A Fallston, Maryland, Sears retiree emailed us and said:
"I too jumped ship as far as remaining with what I feel is a sinking ship. My insurance was going to jump from $222.00 for my wife and I to $384.00 (per month). To make a long story short, I suspended my Sears insurance and got hooked up with a plan that Sears offered to me many years ago ... Our cost now (including medicine) is $89.00 per person (per month). I wasn't too surprised to hear that others have changed too.

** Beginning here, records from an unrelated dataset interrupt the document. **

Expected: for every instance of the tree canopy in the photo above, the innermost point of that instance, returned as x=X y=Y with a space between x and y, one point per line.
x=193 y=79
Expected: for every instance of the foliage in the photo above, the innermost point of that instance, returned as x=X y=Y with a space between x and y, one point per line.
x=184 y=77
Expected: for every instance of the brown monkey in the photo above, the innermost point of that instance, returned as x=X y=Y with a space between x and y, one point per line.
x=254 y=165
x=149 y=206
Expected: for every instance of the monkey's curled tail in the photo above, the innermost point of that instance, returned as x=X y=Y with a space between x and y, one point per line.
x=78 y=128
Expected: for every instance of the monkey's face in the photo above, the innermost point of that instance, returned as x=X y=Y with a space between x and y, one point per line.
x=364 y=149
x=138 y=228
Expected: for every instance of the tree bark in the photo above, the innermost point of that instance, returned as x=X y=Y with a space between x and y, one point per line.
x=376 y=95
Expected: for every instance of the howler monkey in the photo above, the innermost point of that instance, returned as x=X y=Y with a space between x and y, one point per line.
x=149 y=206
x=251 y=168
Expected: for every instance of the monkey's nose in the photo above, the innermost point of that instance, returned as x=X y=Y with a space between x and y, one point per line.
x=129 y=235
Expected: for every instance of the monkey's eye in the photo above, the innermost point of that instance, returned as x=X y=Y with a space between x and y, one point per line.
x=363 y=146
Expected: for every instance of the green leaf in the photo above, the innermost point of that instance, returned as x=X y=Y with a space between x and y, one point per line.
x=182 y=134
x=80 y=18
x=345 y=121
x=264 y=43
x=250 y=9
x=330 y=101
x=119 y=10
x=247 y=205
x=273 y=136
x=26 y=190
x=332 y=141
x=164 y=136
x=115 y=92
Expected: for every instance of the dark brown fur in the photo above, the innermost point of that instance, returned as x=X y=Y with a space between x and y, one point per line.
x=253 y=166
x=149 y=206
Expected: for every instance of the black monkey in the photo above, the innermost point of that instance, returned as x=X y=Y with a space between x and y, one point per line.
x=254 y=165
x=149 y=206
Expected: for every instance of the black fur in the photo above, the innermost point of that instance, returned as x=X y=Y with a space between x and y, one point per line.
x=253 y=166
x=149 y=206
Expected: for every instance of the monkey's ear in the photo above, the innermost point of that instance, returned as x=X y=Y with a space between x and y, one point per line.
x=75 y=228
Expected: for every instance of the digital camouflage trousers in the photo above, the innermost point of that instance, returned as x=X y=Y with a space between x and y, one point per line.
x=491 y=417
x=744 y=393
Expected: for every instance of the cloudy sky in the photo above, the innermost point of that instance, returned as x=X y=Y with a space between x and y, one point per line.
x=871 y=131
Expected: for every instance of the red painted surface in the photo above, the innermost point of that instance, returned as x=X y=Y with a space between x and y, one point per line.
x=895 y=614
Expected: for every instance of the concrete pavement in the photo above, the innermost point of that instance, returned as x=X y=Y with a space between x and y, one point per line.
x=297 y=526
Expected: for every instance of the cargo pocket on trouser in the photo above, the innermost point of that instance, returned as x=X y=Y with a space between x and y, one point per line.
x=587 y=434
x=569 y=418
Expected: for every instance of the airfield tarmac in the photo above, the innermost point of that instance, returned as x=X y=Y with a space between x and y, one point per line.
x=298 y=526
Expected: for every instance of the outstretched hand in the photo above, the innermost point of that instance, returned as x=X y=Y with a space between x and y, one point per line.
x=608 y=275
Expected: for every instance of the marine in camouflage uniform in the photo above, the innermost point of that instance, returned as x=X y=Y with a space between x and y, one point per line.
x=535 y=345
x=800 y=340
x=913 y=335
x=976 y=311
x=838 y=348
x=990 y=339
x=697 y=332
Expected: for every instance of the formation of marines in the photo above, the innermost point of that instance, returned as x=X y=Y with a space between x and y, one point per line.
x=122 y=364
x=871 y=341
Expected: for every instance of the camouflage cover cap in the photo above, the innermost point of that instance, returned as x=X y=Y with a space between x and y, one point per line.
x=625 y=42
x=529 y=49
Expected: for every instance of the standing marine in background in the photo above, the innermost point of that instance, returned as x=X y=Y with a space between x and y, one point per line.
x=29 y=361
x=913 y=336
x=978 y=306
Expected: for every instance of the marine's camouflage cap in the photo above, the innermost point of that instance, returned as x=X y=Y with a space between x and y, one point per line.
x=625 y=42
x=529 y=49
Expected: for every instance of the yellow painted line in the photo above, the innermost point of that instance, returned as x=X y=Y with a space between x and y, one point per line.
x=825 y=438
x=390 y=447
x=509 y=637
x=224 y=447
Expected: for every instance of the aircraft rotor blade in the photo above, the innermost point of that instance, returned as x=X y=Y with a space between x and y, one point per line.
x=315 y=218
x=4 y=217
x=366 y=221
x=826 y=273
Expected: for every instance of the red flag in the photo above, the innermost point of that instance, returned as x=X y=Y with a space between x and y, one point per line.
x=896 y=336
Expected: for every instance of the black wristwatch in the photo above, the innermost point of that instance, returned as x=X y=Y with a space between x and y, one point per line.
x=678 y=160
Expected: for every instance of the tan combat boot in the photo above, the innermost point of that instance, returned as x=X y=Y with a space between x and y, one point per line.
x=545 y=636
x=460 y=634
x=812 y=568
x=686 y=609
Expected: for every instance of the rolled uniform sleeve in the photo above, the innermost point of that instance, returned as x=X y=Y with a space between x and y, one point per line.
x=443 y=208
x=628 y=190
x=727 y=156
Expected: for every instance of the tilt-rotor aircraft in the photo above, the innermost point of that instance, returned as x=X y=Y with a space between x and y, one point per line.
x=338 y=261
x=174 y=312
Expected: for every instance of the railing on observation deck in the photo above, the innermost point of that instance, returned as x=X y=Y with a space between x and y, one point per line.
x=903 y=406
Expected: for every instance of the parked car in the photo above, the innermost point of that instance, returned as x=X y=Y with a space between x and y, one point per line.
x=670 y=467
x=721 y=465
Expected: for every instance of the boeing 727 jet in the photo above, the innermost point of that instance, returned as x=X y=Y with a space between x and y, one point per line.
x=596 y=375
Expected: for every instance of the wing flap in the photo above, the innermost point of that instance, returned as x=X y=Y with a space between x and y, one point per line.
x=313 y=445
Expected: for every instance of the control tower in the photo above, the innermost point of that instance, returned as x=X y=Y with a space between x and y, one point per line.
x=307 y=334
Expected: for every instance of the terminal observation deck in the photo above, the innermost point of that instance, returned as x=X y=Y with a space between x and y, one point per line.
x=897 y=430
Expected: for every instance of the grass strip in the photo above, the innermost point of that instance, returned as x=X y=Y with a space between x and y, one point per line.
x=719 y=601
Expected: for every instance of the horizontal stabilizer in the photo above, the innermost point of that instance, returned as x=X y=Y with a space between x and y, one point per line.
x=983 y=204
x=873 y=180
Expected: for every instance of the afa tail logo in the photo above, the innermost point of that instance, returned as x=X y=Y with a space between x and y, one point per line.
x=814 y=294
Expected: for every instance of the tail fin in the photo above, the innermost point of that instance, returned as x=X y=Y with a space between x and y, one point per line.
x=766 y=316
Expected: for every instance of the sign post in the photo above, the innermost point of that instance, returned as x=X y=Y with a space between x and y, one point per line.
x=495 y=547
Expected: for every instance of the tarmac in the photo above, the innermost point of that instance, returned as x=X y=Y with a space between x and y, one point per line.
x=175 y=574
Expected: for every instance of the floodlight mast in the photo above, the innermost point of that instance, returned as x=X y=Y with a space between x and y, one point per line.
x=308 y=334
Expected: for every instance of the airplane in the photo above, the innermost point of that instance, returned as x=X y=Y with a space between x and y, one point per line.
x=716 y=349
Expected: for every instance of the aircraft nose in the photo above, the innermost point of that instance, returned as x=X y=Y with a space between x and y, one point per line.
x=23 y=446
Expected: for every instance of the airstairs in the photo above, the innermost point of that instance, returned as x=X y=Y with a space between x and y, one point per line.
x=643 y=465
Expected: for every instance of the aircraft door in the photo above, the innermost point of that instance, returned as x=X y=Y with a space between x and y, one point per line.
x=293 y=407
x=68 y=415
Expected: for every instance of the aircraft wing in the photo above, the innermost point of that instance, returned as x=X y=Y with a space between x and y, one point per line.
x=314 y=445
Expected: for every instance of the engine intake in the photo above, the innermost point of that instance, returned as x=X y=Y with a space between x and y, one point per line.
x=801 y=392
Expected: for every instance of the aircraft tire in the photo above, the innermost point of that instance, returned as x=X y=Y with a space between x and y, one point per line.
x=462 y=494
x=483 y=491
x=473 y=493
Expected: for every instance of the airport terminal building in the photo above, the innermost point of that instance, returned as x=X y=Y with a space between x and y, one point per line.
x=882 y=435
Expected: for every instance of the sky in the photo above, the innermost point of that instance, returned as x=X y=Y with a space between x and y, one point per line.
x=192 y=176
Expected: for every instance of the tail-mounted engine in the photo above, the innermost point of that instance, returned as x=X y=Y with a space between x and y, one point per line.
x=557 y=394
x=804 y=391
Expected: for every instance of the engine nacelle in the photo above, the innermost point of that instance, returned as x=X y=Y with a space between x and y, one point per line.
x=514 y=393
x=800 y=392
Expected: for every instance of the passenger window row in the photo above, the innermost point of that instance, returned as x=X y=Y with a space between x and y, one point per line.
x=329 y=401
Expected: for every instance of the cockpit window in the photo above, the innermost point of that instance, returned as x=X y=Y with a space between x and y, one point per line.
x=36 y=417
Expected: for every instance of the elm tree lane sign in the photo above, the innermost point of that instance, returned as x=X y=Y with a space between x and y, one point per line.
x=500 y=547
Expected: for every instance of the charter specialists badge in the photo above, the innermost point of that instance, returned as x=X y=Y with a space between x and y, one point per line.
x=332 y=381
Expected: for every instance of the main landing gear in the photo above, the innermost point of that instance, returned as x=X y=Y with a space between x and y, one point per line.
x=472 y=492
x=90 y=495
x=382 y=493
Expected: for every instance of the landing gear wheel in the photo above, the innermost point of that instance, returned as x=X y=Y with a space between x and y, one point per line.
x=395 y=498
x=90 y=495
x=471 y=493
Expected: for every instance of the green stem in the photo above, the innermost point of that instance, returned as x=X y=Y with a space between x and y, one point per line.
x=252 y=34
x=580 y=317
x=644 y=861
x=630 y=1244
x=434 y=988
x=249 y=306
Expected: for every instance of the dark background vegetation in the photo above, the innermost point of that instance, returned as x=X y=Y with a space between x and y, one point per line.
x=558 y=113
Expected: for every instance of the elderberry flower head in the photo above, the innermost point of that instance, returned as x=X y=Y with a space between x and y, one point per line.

"We can now see that Sears really didn't offer us too much. Maybe this was their game plan in the beginning—To give us something we couldn't use anticipating that we would voluntarily relieve them of their obligation."
What Should You Do?
Only you can answer that question since everyone's personal, medical situation is different. All retirees must make their own medical insurance decisions. However, if after thoroughly analyzing your family's health condition, and you decide to go elsewhere for medical coverage, then SUSPEND your Sears medical insurance DO NOT CANCEL it.
Since there may be some confusion about the suspension option, we asked Sears for a clarification. They told us the following:
"Sears retirees were first allowed to suspend their participation in retiree medical benefits beginning in 1993 This option allows retirees who have other medical benefits through another employer to take advantage ol the employer's lower cost medical coverage without losing their option for retiree medical through Sears.
"Retirees may suspend their coverage at any time for this reason without any proof of other coverage. However, when the retiree wishes to come back into the retiree medical through Sears they are required to provide proof that they have been continuously covered under a medical plan from the time they suspended their coverage to the time they are requesting enrollment in the retiree coverage.
"Additionally, the retiree must confirm that they are losing eligibility for their other coverage. The most common reason is the retiree or their spouse no longer works for the company providing the coverage so they can no longer participate in that coverage.
"Once the retiree suspends their participation in the retiree medical coverage no additional action is required unless they want to come back into the retiree coverage. They do not receive any election information each year and are not required to confirm their suspend status. The only exception to this process was when Sears Holdings moved the retiree medical to the Retiree Health Access platform.
"Retiree Health Access did carry over any retiree records that were listed as suspended but did send information to all retirees so they could confirm their coverage status as a suspension. This allowed Retiree Health Access to confirm they had the correct information on the retiree's record. Now Retiree Health Access is back on the same path as Sears was, and they do not require retirees to confirm their suspension status each year. It is when the retiree wants to enroll in the retiree medical that they are required to provide the proof."